Disentangling the role of PI3K/Akt, Rho GTPase and the actin cytoskeleton on dengue virus infection.

BACKGROUND: Infection generated by Dengue Virus (DENV) does not have a specific pharmacologic treatment. Therefore, it is necessary to investigate research strategies departing from traditional approaches. Studying cellular mechanisms during early DENV infection may allow the design of a host-based approach to antivirals. Herein, we describe early/late events of DENV infection in mammalian cells related to PI3K/Akt, Rho GTPases, and the actin cytoskeleton.
METHODS: To evaluate whether PI3K/Akt/Rho GTPases and the actin cytoskeleton participate in DENV replication in Huh7 cells, chemical and genetic inhibition were performed over 24 h.p.i., including early (1-12 h.p.i.) and late (12-24 h.p.i.) infection. Effects were evidenced by quantification of viral titers, activation of kinases assayed by western blot and In-Cell Western and subcellular patterns registered by quantitative fluorescence microscopy.

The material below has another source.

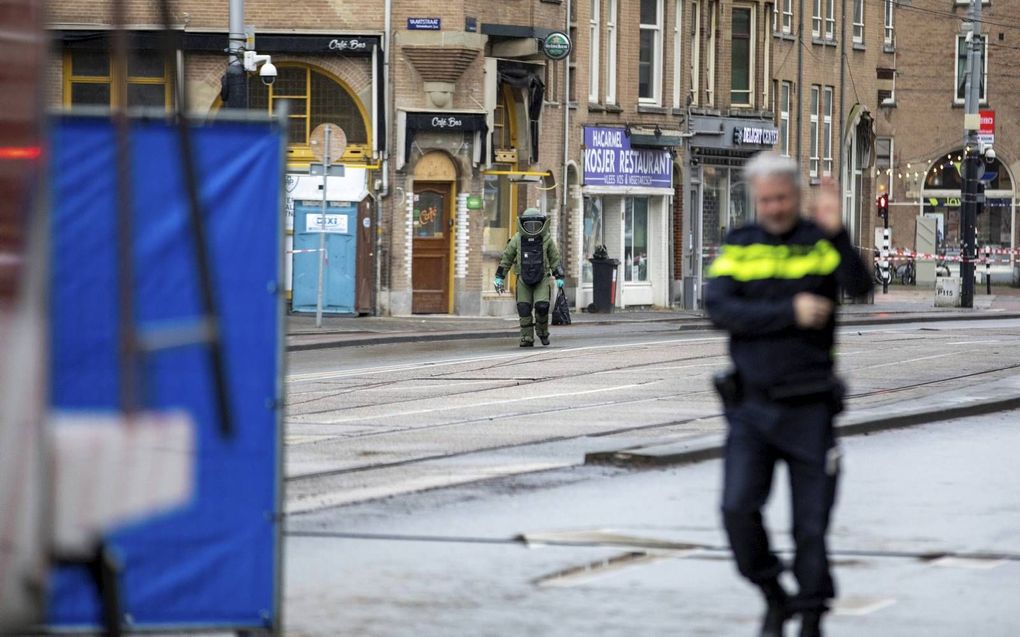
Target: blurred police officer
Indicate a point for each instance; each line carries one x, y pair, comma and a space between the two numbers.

RESULTS: DENV infections induced activation of PI3K/Akt with concomitant reorganization of the actin cytoskeleton, which was confirmed using specific chemical inhibitors. Additionally, inhibition of PI3K/Akt/Rho GTPases and actin microfilaments significantly reduced new viral progeny. Blocking the downstream effectors (ROCK and Rac1) of this pathway mimicked the cellular phenotype of PI3K/Akt/Rho GTPases inhibition. Furthermore, blockage of the final executor (i.e., actin) of this cellular process in infected cells also elicited molecular and viral effects. Finally, combined PI3K/Akt inhibition and Rho GTPases knockdown (Rac1, Rac2 and Cdc42), showed a similar effect on DENV-2 titer to that observed by individual treatment.
CONCLUSIONS: Taken together, these findings suggest that the PI3K/Akt pathway is involved in DENV-2 infection in a Rho GTPase- and actin-dependent manner and that DENV-2 uses this signaling cascade to efficiently replicate in cells.